Now we move on from a ferromagnetic metal to an antiferromagnetic insulator, ferrous oxide (FeO). This tutorial introduces DFT + U, a technique to compensate for errors in density-functional theory for localized electrons (such as d and f electrons).
Ferrous oxide has a rock-salt structure which consists of two inter-penetrating face-centered cubic lattices of iron and oxygen atoms, with cubic lattice contant 4.32 Angstroms (8.16 bohrs) each. We could set up that geometry using:
lattice face-centered Cubic 8.16 ion Fe 0.0 0.0 0.0 0 ion O 0.5 0.5 0.5 0
However, that geometry contains only one Fe atom per unit cell, which would then constrain every Fe atom in our structure to have the same magnetic moment, resulting in a ferromagnetic structure. We need a minimum of two Fe atoms in the unit cell to obtain an antiferromagnetic structure, so we could construct one possible antiferromagnetic structure by doubling up the unit cell:
#Save the following to FeO.in: lattice face-centered Cubic 8.16 latt-scale 1 1 2.01 #Slightly break symmetry kpoint-folding 6 6 3 ion Fe 0.0 0.0 0.00 0 ion Fe 0.0 0.0 0.50 0 ion O 0.5 0.5 0.25 0 ion O 0.5 0.5 0.75 0 ion-species GBRV/$ID_pbe.uspp elec-cutoff 20 100 elec-smearing Fermi 0.01 electronic-SCF spintype z-spin initial-magnetic-moments Fe +5 -5 dump End None density-of-states Total dump-name PBE.$VAR
Note that we used latt-scale to double the last lattice vector. Once we make the system antiferromagnetic, we will break the rotational symmetry between the first two and the third lattice directions. We make the third direction sightly different from exactly twice as long so that the system does not get constrained artifically by symmetries; in real calculations we would then optimize the lattice to find the equilibrium geometry and distortions (if any), but I skip it above to make the calculations quicker. Note that we correspondingly halved the last fractional coordinate of each atom, and repeated them once with an offset of 0.5 along the last direction. We also reduced the kpoint folding by half along that direction, since the unit cell is longer to start with in that direction.

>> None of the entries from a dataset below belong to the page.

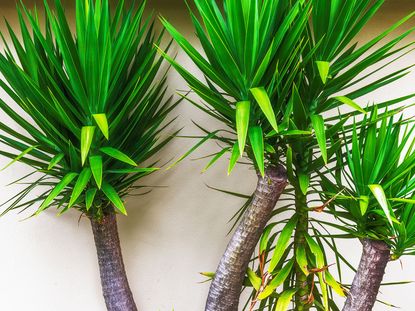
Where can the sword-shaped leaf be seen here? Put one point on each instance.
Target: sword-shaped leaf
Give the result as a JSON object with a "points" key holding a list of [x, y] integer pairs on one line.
{"points": [[96, 167], [87, 135], [257, 142], [261, 97], [320, 131], [243, 110], [102, 122], [113, 196], [80, 185]]}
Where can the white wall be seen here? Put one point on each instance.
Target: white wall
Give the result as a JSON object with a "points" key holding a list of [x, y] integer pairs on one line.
{"points": [[48, 263]]}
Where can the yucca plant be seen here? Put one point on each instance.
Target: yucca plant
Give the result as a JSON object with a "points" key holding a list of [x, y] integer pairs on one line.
{"points": [[274, 70], [376, 204], [91, 111]]}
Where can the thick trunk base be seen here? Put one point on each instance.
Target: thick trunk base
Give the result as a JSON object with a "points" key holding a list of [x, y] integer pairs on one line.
{"points": [[366, 284], [115, 288], [226, 286]]}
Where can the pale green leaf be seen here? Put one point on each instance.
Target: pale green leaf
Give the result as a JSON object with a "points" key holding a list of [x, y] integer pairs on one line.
{"points": [[261, 97], [323, 69], [242, 123], [96, 167], [102, 122], [347, 101], [87, 135], [282, 243]]}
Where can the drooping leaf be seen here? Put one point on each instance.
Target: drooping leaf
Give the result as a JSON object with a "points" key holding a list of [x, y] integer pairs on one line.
{"points": [[334, 284], [242, 123], [20, 156], [320, 132], [282, 243], [347, 101], [284, 300], [87, 134], [254, 279], [257, 142], [117, 154], [277, 280]]}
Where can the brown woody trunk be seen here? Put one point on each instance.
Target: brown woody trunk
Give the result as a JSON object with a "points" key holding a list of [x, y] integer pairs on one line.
{"points": [[115, 288], [368, 278], [226, 286]]}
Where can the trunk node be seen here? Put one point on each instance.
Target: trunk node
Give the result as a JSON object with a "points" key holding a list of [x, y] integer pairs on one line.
{"points": [[368, 278], [115, 288], [227, 284]]}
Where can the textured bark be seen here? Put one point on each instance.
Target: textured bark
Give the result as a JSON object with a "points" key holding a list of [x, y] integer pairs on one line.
{"points": [[301, 297], [227, 284], [115, 288], [367, 281]]}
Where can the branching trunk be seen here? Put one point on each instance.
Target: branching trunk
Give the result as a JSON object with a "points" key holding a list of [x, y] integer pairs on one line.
{"points": [[117, 293], [367, 281], [226, 287]]}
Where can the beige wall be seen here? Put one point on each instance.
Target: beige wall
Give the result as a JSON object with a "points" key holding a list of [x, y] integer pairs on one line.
{"points": [[48, 263]]}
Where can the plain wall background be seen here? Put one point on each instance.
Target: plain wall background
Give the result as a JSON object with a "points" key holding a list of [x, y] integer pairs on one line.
{"points": [[48, 263]]}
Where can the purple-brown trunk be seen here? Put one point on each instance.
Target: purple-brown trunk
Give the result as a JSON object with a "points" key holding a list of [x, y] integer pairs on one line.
{"points": [[227, 284], [115, 288], [369, 276]]}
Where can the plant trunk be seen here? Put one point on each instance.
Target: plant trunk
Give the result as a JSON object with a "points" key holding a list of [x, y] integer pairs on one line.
{"points": [[115, 288], [227, 284], [301, 298], [369, 275]]}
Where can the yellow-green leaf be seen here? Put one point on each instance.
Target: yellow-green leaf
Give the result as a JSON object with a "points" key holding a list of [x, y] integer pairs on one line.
{"points": [[56, 191], [282, 243], [117, 154], [334, 284], [301, 258], [21, 155], [257, 142], [234, 158], [261, 96], [102, 122], [87, 134], [80, 185], [254, 279], [347, 101], [304, 181], [323, 69], [277, 280], [113, 196], [242, 123], [89, 197], [55, 160], [284, 300], [363, 203], [320, 131], [380, 196], [96, 167]]}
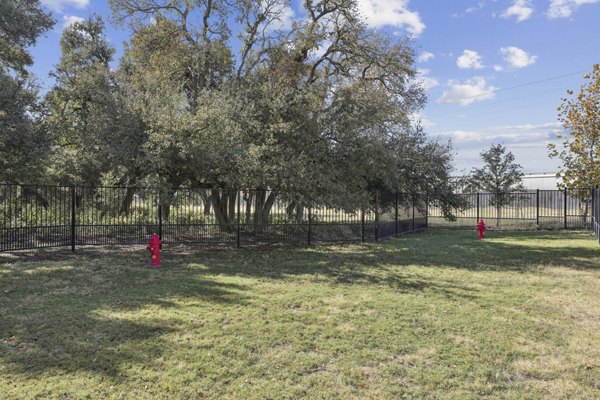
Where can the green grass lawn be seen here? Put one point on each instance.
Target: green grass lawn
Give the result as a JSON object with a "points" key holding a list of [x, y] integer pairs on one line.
{"points": [[438, 314]]}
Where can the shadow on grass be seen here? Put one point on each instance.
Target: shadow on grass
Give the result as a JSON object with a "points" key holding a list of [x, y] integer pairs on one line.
{"points": [[60, 316]]}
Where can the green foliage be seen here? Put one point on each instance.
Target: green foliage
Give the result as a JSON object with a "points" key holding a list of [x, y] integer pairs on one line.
{"points": [[500, 174], [24, 145], [318, 112], [580, 149], [437, 314], [21, 23]]}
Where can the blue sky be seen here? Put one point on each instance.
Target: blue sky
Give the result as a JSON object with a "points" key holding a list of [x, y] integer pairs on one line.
{"points": [[495, 70]]}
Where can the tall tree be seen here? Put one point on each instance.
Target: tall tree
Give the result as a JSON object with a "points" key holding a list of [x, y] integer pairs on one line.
{"points": [[500, 176], [580, 149], [23, 144]]}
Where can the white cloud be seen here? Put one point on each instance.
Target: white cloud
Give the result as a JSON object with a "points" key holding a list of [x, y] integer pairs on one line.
{"points": [[379, 13], [69, 20], [517, 57], [59, 5], [472, 90], [521, 9], [528, 142], [525, 135], [469, 59], [284, 19], [426, 81], [564, 8], [426, 56], [480, 6]]}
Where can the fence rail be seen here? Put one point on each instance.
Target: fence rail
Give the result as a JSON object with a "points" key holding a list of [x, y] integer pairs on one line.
{"points": [[540, 209], [48, 216], [596, 212]]}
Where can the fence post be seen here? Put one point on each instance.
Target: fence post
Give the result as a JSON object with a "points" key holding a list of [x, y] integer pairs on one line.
{"points": [[427, 211], [73, 204], [159, 217], [396, 214], [477, 208], [309, 224], [413, 201], [537, 208], [565, 208], [377, 215], [362, 225], [593, 208], [239, 194]]}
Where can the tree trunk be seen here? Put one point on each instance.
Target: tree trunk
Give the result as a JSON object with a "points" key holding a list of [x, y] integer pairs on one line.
{"points": [[262, 209], [223, 203], [206, 201], [248, 200], [127, 200], [289, 210], [498, 212], [299, 214]]}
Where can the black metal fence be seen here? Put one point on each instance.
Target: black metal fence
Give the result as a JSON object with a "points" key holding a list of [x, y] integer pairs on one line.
{"points": [[540, 209], [596, 212], [34, 216]]}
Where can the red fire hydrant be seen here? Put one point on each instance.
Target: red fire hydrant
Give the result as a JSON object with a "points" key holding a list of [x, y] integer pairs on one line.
{"points": [[481, 229], [154, 248]]}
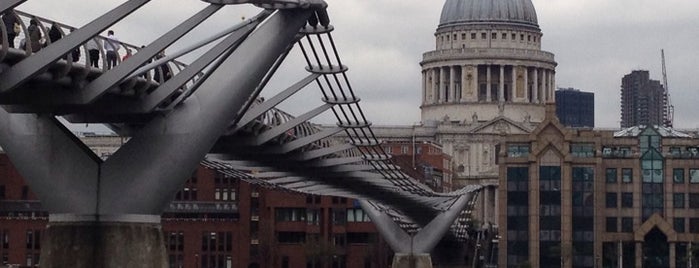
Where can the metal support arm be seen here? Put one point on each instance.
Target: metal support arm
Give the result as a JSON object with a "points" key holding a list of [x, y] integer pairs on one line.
{"points": [[153, 165]]}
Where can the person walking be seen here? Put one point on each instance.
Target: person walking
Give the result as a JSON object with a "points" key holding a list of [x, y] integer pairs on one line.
{"points": [[93, 51], [111, 45], [34, 35], [55, 33], [9, 18]]}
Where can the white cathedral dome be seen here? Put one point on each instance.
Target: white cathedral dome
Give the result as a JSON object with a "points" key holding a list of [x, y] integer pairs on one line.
{"points": [[513, 12]]}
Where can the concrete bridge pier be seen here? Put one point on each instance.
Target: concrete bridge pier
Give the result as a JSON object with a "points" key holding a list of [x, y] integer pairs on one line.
{"points": [[88, 244]]}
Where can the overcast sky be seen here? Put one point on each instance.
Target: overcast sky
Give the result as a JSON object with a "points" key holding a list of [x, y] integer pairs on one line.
{"points": [[596, 42]]}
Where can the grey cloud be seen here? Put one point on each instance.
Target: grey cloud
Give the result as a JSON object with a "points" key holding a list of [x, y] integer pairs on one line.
{"points": [[596, 42]]}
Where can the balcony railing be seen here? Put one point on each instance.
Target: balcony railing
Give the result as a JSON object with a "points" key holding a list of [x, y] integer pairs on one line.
{"points": [[478, 53]]}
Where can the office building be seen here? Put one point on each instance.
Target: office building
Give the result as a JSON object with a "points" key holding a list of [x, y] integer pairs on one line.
{"points": [[642, 101], [586, 198]]}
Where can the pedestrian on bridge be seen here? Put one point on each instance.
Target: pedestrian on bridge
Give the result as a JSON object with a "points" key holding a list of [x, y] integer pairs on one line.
{"points": [[9, 18], [93, 51], [111, 45], [34, 35]]}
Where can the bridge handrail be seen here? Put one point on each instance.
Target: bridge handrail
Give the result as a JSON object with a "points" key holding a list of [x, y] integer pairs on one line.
{"points": [[155, 75]]}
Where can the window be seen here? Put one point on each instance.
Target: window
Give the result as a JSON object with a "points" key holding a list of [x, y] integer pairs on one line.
{"points": [[678, 200], [678, 175], [626, 175], [693, 200], [675, 151], [678, 225], [582, 150], [611, 175], [518, 150], [339, 217], [290, 214], [626, 200], [694, 175], [627, 224], [313, 217], [285, 261], [694, 225], [611, 200], [291, 237], [357, 215], [611, 225]]}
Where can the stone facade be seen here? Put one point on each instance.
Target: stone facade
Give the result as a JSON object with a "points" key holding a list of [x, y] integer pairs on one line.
{"points": [[587, 198]]}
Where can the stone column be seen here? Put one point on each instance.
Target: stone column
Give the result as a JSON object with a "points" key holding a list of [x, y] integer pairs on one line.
{"points": [[545, 85], [639, 254], [487, 212], [476, 83], [452, 84], [442, 85], [673, 264], [434, 86], [424, 87], [553, 85], [501, 87], [527, 90], [535, 87], [464, 84], [488, 81], [513, 88]]}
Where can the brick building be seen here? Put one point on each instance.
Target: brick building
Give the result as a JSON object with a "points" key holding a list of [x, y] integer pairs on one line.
{"points": [[585, 198], [425, 161], [217, 221]]}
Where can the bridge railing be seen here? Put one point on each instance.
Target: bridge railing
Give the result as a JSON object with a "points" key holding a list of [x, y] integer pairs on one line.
{"points": [[51, 31]]}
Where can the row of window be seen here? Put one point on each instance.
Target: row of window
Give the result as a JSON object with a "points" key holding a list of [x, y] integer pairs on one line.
{"points": [[678, 200], [493, 36], [584, 150], [679, 224], [25, 192], [338, 240], [678, 175], [588, 150], [312, 216], [405, 149]]}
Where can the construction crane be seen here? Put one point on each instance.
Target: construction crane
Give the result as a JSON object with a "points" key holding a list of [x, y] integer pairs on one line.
{"points": [[668, 108]]}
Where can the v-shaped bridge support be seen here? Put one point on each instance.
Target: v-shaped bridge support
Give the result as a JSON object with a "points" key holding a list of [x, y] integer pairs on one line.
{"points": [[413, 251], [106, 213]]}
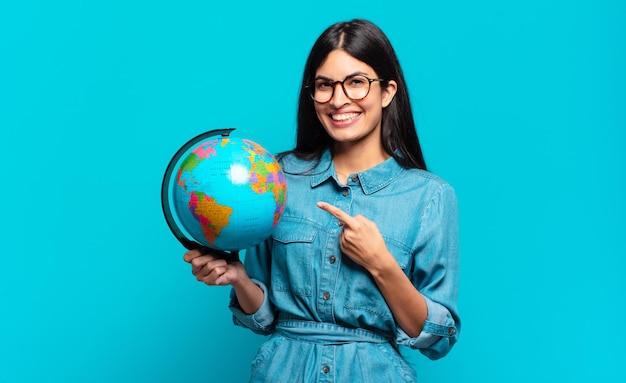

The remaining setup is similar to the iron calculation in the Magnetism tutorial, except that instead of specifying a guess for the total magnetization of the unit cell using elec-initial-magnetization (which would be zero for an antiferromagnet), we specify guesses for each Fe atom individually using initial-magnetic-moments. Specifically, we set the initial magnetization to be equal and opposite for the two atoms in the unit cell.
Run this calculation as usual using:
mpirun -n 4 jdftx -i FeO.in | tee PBE.out
and examine the output file. This time, the FillingsUpdate lines report a total magnetization close to zero, but an absolute magnetization far from zero due to the equal and opposite magnetic moments. Additionally the absolute magnetization is 7.1, which lines up well with the absolute sum of per-atom magnetic moments estimated in the Lowdin analysis, +3.5 and -3.5. (Note that these need not line up exactly; per-atom magnetic moments do not have an unambiguous physical definition, and Lowdin analysis only provides estimates.)
Plot the up and dn spin density of states with energy relative to the Fermi level, following the previous tutorial. Note that both spin channels now have the same density of states profile because there are equal number of up and dn spins per unit cell. As an exercise, examine the orbital-projected density of states on the two Fe atoms; there should be a difference between the majority and minority spin channels on each atom. Note however, that the density of states at the Fermi level is finite, indicating that the structure is metallic, rather than insulating as expected.
The reason for this discrepancy is self-interaction errors for localized electrons in DFT. The d electrons in particular experience an unphysical Coulomb repulsion with themselves, which increases their energy and in this case, the occupied d bands cross the Fermi level rather than remaining entirely below it, thereby making the material metallic. DFT + U is a simple way to correct this issue by adding an energy correction depending on the occupation of localized states using atomic orbital projections. This however introduces a parameter U that could be calculated using perturbation theory, or calibrated to experimental properties of interest such as band gaps or formation energies. For Fe, a typical value of this parameter is 4.3 eV = 0.158 Hartrees, and we include this in the input file FeO.in by adding the command add-U :
add-U Fe d 0.158
which specifies the correction just for d orbitals of species Fe. Also, update the dump-name to PBE+U.$VAR so as to not replace previous outputs, and run "mpirun -n 4 jdftx -i FeO.in | tee PBE+U.out". Note that the magentic moments are larger after adding U because it makes it more favorable for electrons to occupy the high-spin localized orbitals. Additionally, plotting the density of states reveals that the U correction indeed opens up a gap (by pushing down occupied d orbitals in energy relative to unoccupied d orbitals), as shown at the top of the page.
Exercise: examine the electronic band structure: is the band gap direct or indirect?